1995 erschien das Buch Competing on the Edge der späteren Google-Managerin Shona Brown und der Stanford-Professorin Kathleen Eisenhardt, die versuchen die Komplexitätstheorien auf das strategische Management zu übertragen.14 Ihre Handlungsempfehlungen gliedern sie in die Felder Chaosrand, Zeit-Harmonie und zeitliche Taktung. Im Mittelpunkt steht dabei eine Komplexitätsbewältigung durch die Suche nach der richtigen Balance. Im Feld Chaosrand lauten die Handlungsempfehlungen:

  • Mit professioneller Improvisation die Mitte zwischen zu viel Struktur und zu viel Durcheinander suchen und
  • durch gemeinsame Anpassung Synergien zwischen Geschäften nutzen, um so die Balance zwischen zu viel Kooperation und zu viel Egoismus zu finden.

Die Empfehlungen im Feld Zeit-Harmonie sind:

  • Durch gezielte Erneuerung Vorteile aus der Zukunft und der Vergangenheit ableiten und
  • Experimente durchführen, um mit Erfahrung heute das Morgen zu gestalten.

Die letzte Empfehlung betrifft die zeitliche Taktung. Sie lautet:

  • Das Tempo vorgeben, um so Übergänge zu synchronisieren und den richtigen eigenen Rhythmus zu finden.
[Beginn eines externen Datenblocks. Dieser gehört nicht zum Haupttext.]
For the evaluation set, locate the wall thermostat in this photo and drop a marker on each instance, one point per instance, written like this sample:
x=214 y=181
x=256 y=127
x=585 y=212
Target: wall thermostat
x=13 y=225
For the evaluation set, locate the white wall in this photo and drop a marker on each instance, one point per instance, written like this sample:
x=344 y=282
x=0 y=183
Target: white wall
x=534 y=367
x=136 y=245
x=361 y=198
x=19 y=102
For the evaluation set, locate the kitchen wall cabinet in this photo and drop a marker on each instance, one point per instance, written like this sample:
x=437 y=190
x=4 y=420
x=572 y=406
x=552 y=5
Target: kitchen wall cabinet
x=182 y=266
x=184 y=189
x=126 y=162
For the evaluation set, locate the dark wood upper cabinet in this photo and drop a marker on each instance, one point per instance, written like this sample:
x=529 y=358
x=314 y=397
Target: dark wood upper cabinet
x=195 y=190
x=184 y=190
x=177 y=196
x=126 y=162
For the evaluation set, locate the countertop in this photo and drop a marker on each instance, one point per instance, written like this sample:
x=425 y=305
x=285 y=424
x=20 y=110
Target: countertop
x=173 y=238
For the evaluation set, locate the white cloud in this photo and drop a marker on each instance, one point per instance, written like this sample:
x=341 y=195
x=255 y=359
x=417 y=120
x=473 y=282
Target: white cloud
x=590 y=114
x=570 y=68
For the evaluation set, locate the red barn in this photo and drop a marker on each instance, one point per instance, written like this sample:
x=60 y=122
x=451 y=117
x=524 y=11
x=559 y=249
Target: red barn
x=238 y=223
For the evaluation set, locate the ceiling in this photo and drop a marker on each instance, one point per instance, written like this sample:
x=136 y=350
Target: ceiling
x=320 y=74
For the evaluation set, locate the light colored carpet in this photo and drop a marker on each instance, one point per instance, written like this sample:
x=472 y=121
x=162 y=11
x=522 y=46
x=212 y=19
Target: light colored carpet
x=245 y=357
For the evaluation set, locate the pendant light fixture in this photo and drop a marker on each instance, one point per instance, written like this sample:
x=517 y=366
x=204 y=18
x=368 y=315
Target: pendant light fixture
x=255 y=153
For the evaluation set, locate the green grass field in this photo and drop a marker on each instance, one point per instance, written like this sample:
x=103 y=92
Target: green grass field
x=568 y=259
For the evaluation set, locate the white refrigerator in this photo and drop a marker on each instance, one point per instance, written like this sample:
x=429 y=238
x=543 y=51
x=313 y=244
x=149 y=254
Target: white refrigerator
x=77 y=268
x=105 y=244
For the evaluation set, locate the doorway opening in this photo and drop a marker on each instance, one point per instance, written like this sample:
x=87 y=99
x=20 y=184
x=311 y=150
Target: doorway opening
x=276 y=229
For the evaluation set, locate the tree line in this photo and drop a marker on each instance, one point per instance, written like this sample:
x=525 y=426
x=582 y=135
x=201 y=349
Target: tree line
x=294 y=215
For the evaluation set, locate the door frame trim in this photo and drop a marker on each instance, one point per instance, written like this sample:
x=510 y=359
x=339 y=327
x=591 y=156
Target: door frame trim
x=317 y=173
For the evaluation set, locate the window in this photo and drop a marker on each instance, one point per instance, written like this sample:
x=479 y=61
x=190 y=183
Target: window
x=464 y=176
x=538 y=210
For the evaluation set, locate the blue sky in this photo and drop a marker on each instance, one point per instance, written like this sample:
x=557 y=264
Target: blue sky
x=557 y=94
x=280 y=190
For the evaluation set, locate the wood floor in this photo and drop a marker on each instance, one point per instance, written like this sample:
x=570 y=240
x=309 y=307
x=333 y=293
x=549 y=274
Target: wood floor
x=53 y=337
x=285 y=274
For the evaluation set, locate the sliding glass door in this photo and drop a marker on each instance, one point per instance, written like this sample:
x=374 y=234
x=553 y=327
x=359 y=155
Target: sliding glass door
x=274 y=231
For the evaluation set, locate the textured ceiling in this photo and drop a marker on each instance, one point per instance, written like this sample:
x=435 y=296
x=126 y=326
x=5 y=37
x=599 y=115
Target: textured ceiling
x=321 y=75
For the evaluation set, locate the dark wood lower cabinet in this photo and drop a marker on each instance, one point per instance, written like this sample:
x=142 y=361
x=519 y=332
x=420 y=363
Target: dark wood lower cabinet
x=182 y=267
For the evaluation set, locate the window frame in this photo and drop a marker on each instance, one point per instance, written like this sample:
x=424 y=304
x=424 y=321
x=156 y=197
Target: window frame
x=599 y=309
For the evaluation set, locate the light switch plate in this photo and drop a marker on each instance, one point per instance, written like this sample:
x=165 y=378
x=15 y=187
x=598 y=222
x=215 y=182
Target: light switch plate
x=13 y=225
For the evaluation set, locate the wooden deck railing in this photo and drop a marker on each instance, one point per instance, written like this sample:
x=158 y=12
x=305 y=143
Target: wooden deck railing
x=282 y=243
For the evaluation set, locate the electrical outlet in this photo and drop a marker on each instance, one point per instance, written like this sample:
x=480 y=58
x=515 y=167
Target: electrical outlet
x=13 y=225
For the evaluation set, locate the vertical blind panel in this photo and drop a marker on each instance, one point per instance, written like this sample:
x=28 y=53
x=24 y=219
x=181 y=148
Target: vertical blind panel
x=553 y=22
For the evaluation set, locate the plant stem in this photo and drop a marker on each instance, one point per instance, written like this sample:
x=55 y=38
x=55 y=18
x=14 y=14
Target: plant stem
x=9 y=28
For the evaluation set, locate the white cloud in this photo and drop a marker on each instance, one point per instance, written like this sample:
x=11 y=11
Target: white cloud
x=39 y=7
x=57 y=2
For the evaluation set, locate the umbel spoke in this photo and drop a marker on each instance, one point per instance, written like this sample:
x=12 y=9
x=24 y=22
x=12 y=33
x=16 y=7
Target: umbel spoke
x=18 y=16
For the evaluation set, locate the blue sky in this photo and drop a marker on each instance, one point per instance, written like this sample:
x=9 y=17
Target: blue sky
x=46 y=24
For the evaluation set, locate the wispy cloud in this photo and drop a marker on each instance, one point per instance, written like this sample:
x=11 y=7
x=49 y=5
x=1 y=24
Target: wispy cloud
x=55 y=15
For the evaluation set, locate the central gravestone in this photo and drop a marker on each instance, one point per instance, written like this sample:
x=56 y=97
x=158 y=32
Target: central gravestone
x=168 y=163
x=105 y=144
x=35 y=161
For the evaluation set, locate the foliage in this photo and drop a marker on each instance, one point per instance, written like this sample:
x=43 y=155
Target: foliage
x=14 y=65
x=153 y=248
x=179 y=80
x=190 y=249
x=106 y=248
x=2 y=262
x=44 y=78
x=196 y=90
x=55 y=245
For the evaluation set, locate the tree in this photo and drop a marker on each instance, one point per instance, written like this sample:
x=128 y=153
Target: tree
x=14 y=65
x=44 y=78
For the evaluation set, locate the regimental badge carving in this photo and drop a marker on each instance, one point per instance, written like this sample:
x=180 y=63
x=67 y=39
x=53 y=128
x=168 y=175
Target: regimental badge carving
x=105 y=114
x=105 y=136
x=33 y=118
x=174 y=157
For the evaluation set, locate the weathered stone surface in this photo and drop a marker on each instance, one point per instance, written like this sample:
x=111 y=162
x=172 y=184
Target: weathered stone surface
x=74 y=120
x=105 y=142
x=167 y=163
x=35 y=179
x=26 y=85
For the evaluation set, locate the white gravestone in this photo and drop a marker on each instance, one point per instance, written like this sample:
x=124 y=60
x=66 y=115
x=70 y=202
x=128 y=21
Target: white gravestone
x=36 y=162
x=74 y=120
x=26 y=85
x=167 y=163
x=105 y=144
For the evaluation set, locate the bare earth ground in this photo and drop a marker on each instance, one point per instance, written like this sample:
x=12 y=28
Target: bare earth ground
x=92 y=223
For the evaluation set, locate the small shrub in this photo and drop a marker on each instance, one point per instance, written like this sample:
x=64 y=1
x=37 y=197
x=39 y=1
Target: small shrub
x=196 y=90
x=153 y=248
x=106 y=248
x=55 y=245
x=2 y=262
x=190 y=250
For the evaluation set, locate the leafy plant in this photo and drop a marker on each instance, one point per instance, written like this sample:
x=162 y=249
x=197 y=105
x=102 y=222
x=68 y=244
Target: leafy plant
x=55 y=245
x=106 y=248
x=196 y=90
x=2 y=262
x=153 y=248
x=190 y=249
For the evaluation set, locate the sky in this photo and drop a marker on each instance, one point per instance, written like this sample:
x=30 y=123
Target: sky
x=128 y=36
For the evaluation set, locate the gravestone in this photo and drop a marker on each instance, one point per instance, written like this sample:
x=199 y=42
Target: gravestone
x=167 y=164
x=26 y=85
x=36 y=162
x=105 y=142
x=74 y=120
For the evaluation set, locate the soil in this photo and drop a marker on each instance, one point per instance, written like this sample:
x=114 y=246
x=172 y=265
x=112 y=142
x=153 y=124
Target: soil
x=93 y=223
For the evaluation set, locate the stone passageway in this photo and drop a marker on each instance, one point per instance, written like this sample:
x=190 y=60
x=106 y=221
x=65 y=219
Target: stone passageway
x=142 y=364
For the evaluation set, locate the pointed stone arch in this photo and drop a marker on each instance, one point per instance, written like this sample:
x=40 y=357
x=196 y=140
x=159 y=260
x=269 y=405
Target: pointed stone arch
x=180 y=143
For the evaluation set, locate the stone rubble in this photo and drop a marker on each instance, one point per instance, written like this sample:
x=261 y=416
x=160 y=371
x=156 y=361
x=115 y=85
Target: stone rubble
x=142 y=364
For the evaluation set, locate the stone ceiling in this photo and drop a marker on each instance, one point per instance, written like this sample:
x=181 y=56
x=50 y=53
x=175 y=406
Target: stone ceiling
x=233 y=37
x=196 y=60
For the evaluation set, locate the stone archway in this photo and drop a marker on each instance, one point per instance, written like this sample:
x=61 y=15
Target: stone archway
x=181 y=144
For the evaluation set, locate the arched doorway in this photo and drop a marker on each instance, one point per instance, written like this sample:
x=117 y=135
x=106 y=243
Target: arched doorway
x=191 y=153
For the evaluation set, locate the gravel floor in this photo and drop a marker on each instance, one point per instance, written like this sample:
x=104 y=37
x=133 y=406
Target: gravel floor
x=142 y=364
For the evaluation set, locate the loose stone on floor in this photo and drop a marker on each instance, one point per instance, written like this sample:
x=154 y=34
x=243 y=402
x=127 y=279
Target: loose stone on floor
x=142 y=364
Diese Handlungsempfehlungen haben die Personalführung und Kultur von Google und anderen Digital-Unternehmen geprägt.

 

Innovationsfördernde Personalführung und disruptive Unternehmenskultur

In Digital-Unternehmen hat sich ein spezifischer Führungsstil entwickelt, den man in den USA als „geeky leadership style“ bezeichnet. Der Begriff Geek (oder deutsch Geck) erlebt dabei einen Bedeutungswandel zum Positiven. Diese Form der Personalführung ist kulturprägend. Charakteristisch hierfür sind die folgenden vier kulturellen Normen:15

  • Eine spezifische wissenschaftliche Vorgehensweise (Science)
  • persönliche Verantwortung (Ownership)
  • eine hohe Geschwindigkeit von Iterationen (Speed) und
  • Offenheit (Openness).

Der disruptive Charakter einer solchen Kultur liegt darin, dass sie für etablierte Unternehmen aufgrund von Verhaltensbarrieren schwer zu entwickeln ist. Dies möchte ich kurz erläutern.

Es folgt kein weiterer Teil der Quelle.